Co–ordination of regulatory enforcement

Part 2 of the Bill establishes a statutory primary authority partnership scheme across the UK for businesses and other regulated organisations that operate across local authority boundaries. The LBRO will be responsible for the administration of the scheme.

The scheme will see local authorities register as a "Primary Authority" with responsibility for a particular business or organisation under a primary authority partnership. A Primary Authority will then be responsible for giving advice and guidance to its partner business or organisations and is also responsible for giving advice and guidance to other local authorities about how they should exercise that function in relation to that partner business.

Civil sanctions

Part 3 of the Bill sets out a range of new administrative sanctions that will be available to regulators to ensure that they are able to address non-compliance in a manner that is "transparent, flexible, and proportionate to the offence."
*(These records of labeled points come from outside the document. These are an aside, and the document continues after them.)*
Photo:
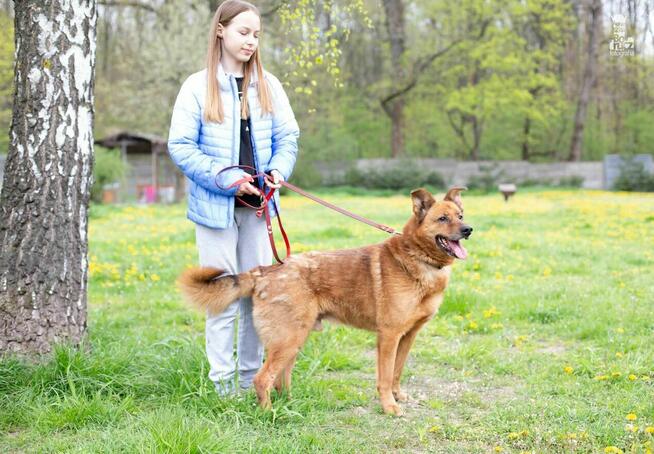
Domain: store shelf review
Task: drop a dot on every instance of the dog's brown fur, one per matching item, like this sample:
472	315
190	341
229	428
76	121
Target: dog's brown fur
392	288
The four new civil sanctions provided for under the Bill are:

- Fixed monetary penalty (FMP) notices – which will allow regulators to impose a monetary penalty of a fixed amount;

- Discretionary requirements – which allow regulators to impose any one or more of the following:

  • Compliance notices – which require a non-compliant business to undertake certain actions to bring themselves back into compliance;
  • Restoration notices – which require a person to undertake certain actions to restore the position, as far as possible, to the way it would have been had regulatory non-compliance not occurred;
  • Stop notices – where a regulator requires a business to cease carrying on any activity described in the notice until that business is in compliance with the relevant requirements; and
  • Enforcement undertakings – would enable a business to give an undertaking to a regulator to take one or more corrective actions set out in the undertaking where a regulator that suspects that a business has committed an offence. A regulator is not, however, obligated to accept enforcement undertakings in any particular case.

- The proposals in Part 3 are aimed at implementing the recommendations in Professor Richard Macrory's 2006 report: Regulatory Justice: Making Sanctions Effective.

Regulatory burdens

Finally, Part 4 of the Bill creates a new Ministerial power to impose a duty on regulators to review the burdens they impose with a view to reducing those burdens that are unnecessary or disproportionate, and to report on progress annually.

The Bill received its second reading on 28 November 2007 and will now proceed to the Committee stages.